Anodisation is so called because electrical anodes are used as a part of the process. Essentially, the anodising process can be thought of as creating a layer on the outer surface of a metal by manipulating its normal oxidisation process, something that occurs quite naturally. With anodisation, electrolytic passivity is utilised in order to make the outer layer of a metal product more resistant to wear and tear. When something is anodised, only the outside section of it is subject to this treatment and the rest of the material remains intact with all of the properties it had before processing. As such, it is often used as a way of finishing a material as well as protecting it. In addition, various finishing options are possible with anodisation. What are they?


Primers are not used within the anodising process itself. Nonetheless, anodisation makes it much more convenient to apply primers to metalwork. In fact, both paint primers and glues can be more easily applied to a metal material if it has been anodised. This means that a range of colourful finishes can be added to the metal being worked on later on in its manufacturing process. Basically, this comes about because anodisation creates a crystal structure on the surface of the metal with a greater surface area that makes primers of all types stick on with greater efficiency.


Dyes are now frequently used by anodisation companies to create colours and hues within the outer surface of the metal itself.
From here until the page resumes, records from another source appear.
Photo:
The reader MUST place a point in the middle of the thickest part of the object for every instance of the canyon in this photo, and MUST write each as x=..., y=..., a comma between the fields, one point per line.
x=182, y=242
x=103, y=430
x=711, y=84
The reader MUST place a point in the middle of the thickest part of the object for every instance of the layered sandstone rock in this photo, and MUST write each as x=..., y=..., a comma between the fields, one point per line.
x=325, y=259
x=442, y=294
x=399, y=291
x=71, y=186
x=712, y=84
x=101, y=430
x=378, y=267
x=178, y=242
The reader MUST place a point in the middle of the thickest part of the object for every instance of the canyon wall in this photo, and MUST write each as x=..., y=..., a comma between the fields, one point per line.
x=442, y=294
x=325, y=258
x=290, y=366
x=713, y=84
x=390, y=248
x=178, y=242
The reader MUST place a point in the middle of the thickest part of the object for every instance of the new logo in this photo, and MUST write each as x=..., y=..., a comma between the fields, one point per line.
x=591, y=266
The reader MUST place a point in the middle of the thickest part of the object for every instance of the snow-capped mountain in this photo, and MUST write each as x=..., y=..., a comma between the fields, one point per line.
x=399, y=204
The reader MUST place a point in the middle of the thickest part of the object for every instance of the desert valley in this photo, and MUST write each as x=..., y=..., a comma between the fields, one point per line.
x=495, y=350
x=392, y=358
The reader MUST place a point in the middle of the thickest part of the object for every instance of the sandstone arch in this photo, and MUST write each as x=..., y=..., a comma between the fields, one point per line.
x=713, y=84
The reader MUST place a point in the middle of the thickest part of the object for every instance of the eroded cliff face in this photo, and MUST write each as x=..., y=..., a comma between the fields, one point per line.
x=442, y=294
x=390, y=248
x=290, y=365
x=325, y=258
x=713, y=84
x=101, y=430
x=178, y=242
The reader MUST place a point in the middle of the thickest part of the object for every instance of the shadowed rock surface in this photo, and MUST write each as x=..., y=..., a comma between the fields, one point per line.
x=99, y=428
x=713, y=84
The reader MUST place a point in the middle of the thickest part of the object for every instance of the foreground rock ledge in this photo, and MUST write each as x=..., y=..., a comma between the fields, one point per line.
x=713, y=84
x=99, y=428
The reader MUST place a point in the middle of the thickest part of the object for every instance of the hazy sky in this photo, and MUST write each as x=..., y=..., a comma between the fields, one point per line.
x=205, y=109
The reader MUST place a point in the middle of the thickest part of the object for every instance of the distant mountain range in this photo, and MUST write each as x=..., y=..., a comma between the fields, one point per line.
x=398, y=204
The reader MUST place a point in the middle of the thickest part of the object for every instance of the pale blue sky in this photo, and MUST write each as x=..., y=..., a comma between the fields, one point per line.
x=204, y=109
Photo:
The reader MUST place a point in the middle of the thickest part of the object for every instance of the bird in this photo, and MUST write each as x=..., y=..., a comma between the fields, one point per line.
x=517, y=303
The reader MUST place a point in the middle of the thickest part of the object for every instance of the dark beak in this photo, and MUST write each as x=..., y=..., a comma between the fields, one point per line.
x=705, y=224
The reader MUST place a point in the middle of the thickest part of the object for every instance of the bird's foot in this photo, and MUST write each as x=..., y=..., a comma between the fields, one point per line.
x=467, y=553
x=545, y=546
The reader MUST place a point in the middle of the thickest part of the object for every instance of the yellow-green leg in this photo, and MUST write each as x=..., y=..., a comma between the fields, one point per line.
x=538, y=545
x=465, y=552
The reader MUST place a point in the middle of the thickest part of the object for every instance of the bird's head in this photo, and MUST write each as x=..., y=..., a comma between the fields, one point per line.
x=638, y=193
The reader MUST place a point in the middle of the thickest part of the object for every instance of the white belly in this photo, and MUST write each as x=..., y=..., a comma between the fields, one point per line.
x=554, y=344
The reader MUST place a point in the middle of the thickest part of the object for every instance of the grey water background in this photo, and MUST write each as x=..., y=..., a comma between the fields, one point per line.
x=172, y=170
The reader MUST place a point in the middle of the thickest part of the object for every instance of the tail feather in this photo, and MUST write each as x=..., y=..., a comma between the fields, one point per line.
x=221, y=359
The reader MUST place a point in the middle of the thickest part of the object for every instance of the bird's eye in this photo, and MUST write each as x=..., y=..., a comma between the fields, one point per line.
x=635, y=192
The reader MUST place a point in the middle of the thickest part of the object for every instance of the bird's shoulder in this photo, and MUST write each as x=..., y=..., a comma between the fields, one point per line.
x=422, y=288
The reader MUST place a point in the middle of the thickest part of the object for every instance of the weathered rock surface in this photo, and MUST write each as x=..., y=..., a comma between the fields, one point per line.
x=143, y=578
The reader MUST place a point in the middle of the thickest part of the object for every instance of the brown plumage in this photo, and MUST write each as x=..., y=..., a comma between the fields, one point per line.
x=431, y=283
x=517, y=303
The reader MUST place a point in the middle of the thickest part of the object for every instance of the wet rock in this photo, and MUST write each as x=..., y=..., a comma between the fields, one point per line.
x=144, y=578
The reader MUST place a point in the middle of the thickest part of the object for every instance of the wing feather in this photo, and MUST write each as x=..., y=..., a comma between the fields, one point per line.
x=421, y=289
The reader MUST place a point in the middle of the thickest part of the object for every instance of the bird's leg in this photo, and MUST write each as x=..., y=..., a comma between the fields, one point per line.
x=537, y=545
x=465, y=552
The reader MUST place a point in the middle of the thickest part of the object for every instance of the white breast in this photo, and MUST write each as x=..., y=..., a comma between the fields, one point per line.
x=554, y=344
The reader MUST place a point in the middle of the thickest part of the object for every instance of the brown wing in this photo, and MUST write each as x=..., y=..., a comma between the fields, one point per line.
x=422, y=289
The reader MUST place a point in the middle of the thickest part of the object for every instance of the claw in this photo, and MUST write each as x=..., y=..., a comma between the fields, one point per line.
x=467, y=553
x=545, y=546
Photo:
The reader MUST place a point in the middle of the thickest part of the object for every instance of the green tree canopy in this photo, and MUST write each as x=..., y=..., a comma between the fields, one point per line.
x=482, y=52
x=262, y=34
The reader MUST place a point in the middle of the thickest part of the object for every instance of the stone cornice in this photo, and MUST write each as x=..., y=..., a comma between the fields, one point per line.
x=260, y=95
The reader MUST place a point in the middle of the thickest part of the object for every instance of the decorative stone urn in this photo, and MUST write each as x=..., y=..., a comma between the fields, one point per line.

This is commonly carried out with products that are made out of aluminium because this metal's porous surface is particularly good at accepting dyes. A number of different dyes are possible using a process of anodisation although the finished colours are subject to the type of metal that is being worked on. Occasionally, anodised metals are subject to splash effects using dyes where darker colours are applied over the top of lighter ones.


Anodised metals can be printed on, as well. In some cases, even complex photographs can be reproduced on metals by using digital printing techniques whilst anodising. Colour dyes are applied during the anodising procedure much like a silkscreen printing process. Bear in mind that printing on anodised metalwork needs to be sealed immediately after processing in order to prevent the dyes used from bleeding. This sort of printing process is widely used for making marks on architectural products made from metal, such as handrails.